Korčula by season — when to come and what changes

Seasons · 10 min read · January 2026

Korčula by season — when to come and what changes

Late spring olive blossom, the long heat of July, the gold light of September, the harvest in October. A month-by-month look at what each season actually feels like on the island.

Most people picture Korčula in July — blue sea, white pebble, glass of something cold. And that's not wrong; July is what the brochures sell because July sells. But the island has a different character in every month, and one of the small pleasures of returning is finding out what the place looks like outside its high season. Here's how a year on Korčula actually goes.

April — the slow opening

The island wakes up gradually. The first konobas open their doors for Easter and stay open for the few weekend visitors. Almond trees flower against still-bare hillsides. The sea is genuinely cold — fourteen, fifteen degrees — but the rocks warm up by midday and you can sit in the sun in a sweater. Walking weather. The villages are quiet enough that you'll exchange a real conversation in every café you stop at.

Bring layers. Days can be twenty degrees and bright; nights are still ten and breezy. A good month for the indoor side of the island: museums, churches, long lunches, the bell tower in Blato, the small art gallery in Korčula Town.

May — green

May is the green month. Wild flowers everywhere, the macchia heavy with new growth, the olive groves shockingly bright. The sea reaches seventeen, eighteen degrees by the end of the month — refreshing rather than warm. Most of the konobas are open by mid-May, the catamaran is on its summer schedule by the third week, and the island has the feel of a place stretching after a long sleep.

If you don't mind a cool swim and you want the island close to empty, May is the best month nobody books.

June — the first perfect month

By the second week of June, the sea is warm enough that you stop thinking about it. The days are long — light until nine — and the heat is still gentle, more honey than fire. Restaurants are open, prices haven't started peaking, and the catamarans aren't yet full.

This is when I'd choose, if I had to choose. The bay below the villa is yours most mornings; the wine bars are open; the Adriatic at dusk is the colour you imagined when you booked.

July — high summer

Hot, busy, brilliant. Sea at twenty-four, twenty-five degrees. Long days, late dinners, the harbour full of boats.
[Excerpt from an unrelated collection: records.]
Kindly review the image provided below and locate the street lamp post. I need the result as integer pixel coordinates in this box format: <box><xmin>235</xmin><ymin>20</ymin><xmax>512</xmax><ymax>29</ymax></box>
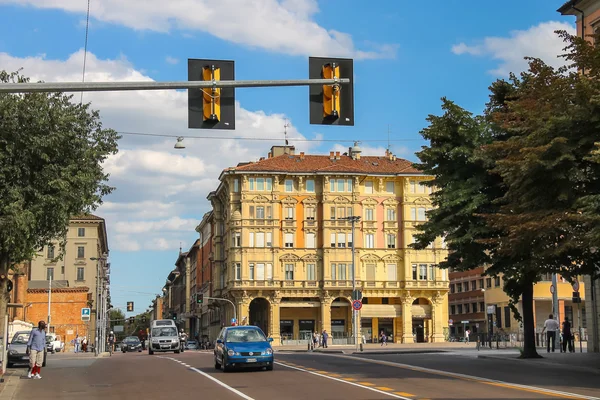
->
<box><xmin>91</xmin><ymin>253</ymin><xmax>108</xmax><ymax>356</ymax></box>
<box><xmin>345</xmin><ymin>216</ymin><xmax>361</xmax><ymax>351</ymax></box>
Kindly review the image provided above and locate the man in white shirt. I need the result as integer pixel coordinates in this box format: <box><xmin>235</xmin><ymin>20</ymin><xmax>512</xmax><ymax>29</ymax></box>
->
<box><xmin>541</xmin><ymin>314</ymin><xmax>560</xmax><ymax>352</ymax></box>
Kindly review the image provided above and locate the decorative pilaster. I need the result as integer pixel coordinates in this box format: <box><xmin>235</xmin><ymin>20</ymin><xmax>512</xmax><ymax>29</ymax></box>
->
<box><xmin>320</xmin><ymin>290</ymin><xmax>333</xmax><ymax>335</ymax></box>
<box><xmin>401</xmin><ymin>291</ymin><xmax>415</xmax><ymax>343</ymax></box>
<box><xmin>269</xmin><ymin>293</ymin><xmax>281</xmax><ymax>345</ymax></box>
<box><xmin>431</xmin><ymin>290</ymin><xmax>445</xmax><ymax>342</ymax></box>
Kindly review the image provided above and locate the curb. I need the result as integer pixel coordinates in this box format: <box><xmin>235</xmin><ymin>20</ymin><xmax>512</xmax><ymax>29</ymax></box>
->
<box><xmin>476</xmin><ymin>355</ymin><xmax>600</xmax><ymax>375</ymax></box>
<box><xmin>351</xmin><ymin>350</ymin><xmax>448</xmax><ymax>355</ymax></box>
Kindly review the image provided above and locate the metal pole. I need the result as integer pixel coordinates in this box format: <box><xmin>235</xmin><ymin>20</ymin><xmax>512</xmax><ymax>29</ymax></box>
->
<box><xmin>552</xmin><ymin>273</ymin><xmax>561</xmax><ymax>351</ymax></box>
<box><xmin>351</xmin><ymin>217</ymin><xmax>358</xmax><ymax>351</ymax></box>
<box><xmin>206</xmin><ymin>297</ymin><xmax>236</xmax><ymax>323</ymax></box>
<box><xmin>47</xmin><ymin>274</ymin><xmax>52</xmax><ymax>334</ymax></box>
<box><xmin>95</xmin><ymin>260</ymin><xmax>99</xmax><ymax>356</ymax></box>
<box><xmin>0</xmin><ymin>78</ymin><xmax>351</xmax><ymax>93</ymax></box>
<box><xmin>578</xmin><ymin>302</ymin><xmax>583</xmax><ymax>353</ymax></box>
Proizd is crowded by eleven; Pupnatska Luka has its own traffic problem. The villa is its busiest week of the year and the pool earns its keep.

If you're coming in July: book the catamaran weeks ahead, book the popular konobas the day before, and embrace the early morning. The island before nine is yours; the island after eleven belongs to everyone.

August — the deepest month

Everything that's true in July is more so in August. Hotter, more crowded, more glorious. The bura wind sometimes blows for two days at a stretch and the sea goes lapis blue. The harvest of the early grapes starts in the second half of the month. The locals work all hours.

August is also when the village fiestas happen. If you find yourself near a square on the right evening, stay. Eat what they hand you, drink what they pour, dance badly. It's the most authentic possible night out and you didn't plan a moment of it.

September — the second perfect month

If June is the first perfect month, September is the second, and possibly the better of the two. The sea is at its warmest of the year. The crowds thin out after the first week. Light goes longer and softer, and the photographs you take in September will be the ones you frame.

Restaurants start having time again. Producers in Smokvica will sit down with you. The pool is at its peak temperature. The whole island exhales.

October — harvest and weather

Olive harvest starts at the end of the month. The mills run day and night, the air around Blato and Smokvica smells of crushed olives, and you can taste this year's oil straight off the press. The sea is still around twenty degrees in early October, dropping by the end.

Weather becomes unpredictable. A still, hot week is one of the most beautiful experiences the island offers. A windy week with rain is a different holiday — long lunches indoors, candles, a book, the sea grey through the windows. Both are good, in their own way; the second is for guests who'll appreciate the quiet.

November to March — winter

Most konobas close. The catamaran from Split runs less often. The locals get their island back. There's a particular beauty in Korčula in winter — empty stone, slate-grey sea, long dinners around a fire — but it's a different proposition from the summer island and not really what Villa Belveder is built for.

So when should you come?

If you want the perfect classic week and don't mind crowds: late June or early July.

If you want warm sea and a quieter island: the first three weeks of September.

If you want the island closest to empty and you don't mind a cool swim: late May or early October.

If you want the most alive, loudest, most you-only-live-once version of the island: the middle two weeks of August.

Whichever you choose, give it at least a week. Anything shorter and you'll spend the first three days putting your work-brain down, and the last day already missing the place.